AUGUSTA, Ga. -- Justin Rose is fully aware of the pitfalls of his sport, that there is just one winner every week, that the defeats far outweigh the victories in a cruel game that quite often does not produce a happy ending.
Coming so close on Sunday at Augusta National does not make it any easier -- although Rose handled the aftermath of his playoff loss to Sergio Garcia at the Masters with class and grace, and he spoke of having many more chances.
Perhaps that is due, in part, to already having won a major championship at the 2013 U.S. Open. Or maybe it has something to do with the start to his professional career 19 years ago, when after finishing fourth at The Open at Royal Birkdale, he went on to miss 21 consecutive cuts.
But Rose led by 2 shots with six holes to play. He was up by 1 stroke with two left. He had a birdie putt on the 18th green that somehow stayed out and potentially could have won the tournament.
And so it was Rose taking consolation honors, while Garcia celebrated his first major championship.
"It's going to sting, for sure," Rose said.
How could it not? The Englishman who last summer won the gold medal at the first Olympic golf tournament in Rio was poised to join Ben Hogan as the only players to win major championships at Merion and Augusta National. He was set to join Danny Willett and Nick Faldo as the only players from England to win the Masters, while giving the country two green jackets in a row. And when Garcia pulled his drive and needed to take a penalty for an unplayable lie at the 13th hole, it seemed Rose was destined to win.
But Garcia rallied to hole an 8-footer for par. Rose missed a birdie putt from a shorter distance. And the game was still on.
"That little 2-shot swing there was kind of when he was back in the tournament," Rose said. "I feel like if he misses at that point, I make [mine] -- I'm four clear and I've got my eye on Thomas Pieters and Matt Kuchar instead."

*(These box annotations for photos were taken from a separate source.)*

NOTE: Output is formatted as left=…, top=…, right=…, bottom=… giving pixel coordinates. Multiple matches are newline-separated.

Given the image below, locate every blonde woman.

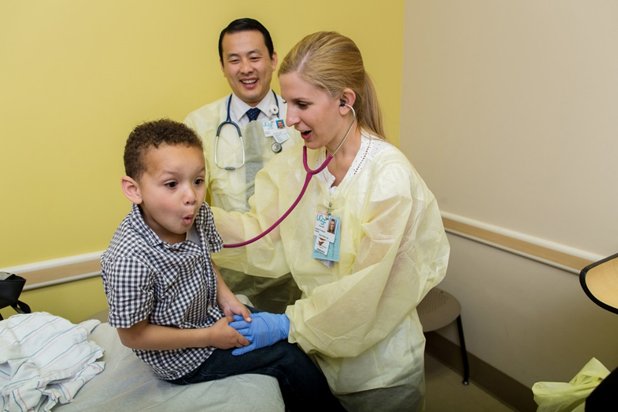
left=214, top=32, right=449, bottom=411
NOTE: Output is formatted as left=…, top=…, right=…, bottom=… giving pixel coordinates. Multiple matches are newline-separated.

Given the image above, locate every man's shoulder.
left=184, top=96, right=227, bottom=134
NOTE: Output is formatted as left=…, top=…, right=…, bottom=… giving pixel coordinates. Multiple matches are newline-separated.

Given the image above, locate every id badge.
left=313, top=213, right=341, bottom=267
left=262, top=117, right=290, bottom=144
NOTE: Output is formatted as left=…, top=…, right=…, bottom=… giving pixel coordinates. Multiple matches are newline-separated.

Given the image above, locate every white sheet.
left=0, top=312, right=104, bottom=411
left=54, top=323, right=284, bottom=412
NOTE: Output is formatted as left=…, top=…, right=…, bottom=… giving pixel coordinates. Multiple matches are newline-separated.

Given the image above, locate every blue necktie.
left=247, top=107, right=260, bottom=122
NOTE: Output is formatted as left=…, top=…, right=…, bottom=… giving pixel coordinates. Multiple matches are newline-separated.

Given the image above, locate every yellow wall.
left=0, top=0, right=404, bottom=319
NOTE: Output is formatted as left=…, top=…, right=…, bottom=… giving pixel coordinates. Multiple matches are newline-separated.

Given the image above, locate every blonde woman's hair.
left=279, top=31, right=384, bottom=137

But the lead remained at two, and Garcia had new life. Garcia hit laser irons shots at the 14th and 15th holes to set up a birdie and an eagle, respectively, forging a tie with three holes to go. Rose took the lead with a birdie at the 16th -- where Garcia missed from short range -- only to have Rose blink on the next hole, making a bogey to set up the final hole and playoff dramatics.
"I would say this one probably is one that slipped by," said Rose, 36, who has battled Garcia, 37, going back to their amateur days in Europe. "I can't pick holes in my performance. I felt fantastic out there. I felt cool, calm and collected. Could I have made the putt on 17? Of course I could. But for the most part, I'm not going to sit here and second-guess one or two shots. I really stepped up. I felt great. I felt in control. I felt positive. I felt confident.
"And barring a great comeback from Sergio, it was mine to cruise to the house. But it's not always that easy. At the end of the day, you're going to win majors and you're going to lose majors, but you've got to be willing to lose them. You've got to put yourself out there. You've got to hit the top of the leaderboard.
"There's a lot of pressure out there, and if you're not willing to enjoy it, then you're not ready to win these tournaments. I loved it out there."
Rose shot 69 to match Garcia, birdieing three straight holes on the front side after a bogey at the fifth. He didn't relinquish the lead until Garcia momentarily jumped ahead of him with his eagle at the 15th, which then was matched by Rose's birdie putt. It wasn't until a wayward drive at the 18th in the playoff by Rose that Garcia had his opening.
"Masters Sunday, it's a special day," said Rose, who has seven victories on the PGA Tour and nine on the European Tour. "Being in the final group is an incredible experience. The crowd, there's a lot of energy out there. It must have been fun to watch."
It was, and a shame one golfer had to lose.
This was Rose's 13th top-10 finish in a major and eighth top 5. He has now had five top 10s at the Masters, including each of the past three years.
"I really feel like this is a tournament that I can still go on to win," Rose said. "I'd like to win three or four green jackets, but one would be enough, you know. I just want to win here. So I have plenty more looks, and I feel good about it happening.
"For me, golf is about April to September. That's where the big tournaments are. That's where the tournaments that change your career are. So this is the first one of four. I feel motivated for the summer, and I will be moving on and setting goals very quickly after this."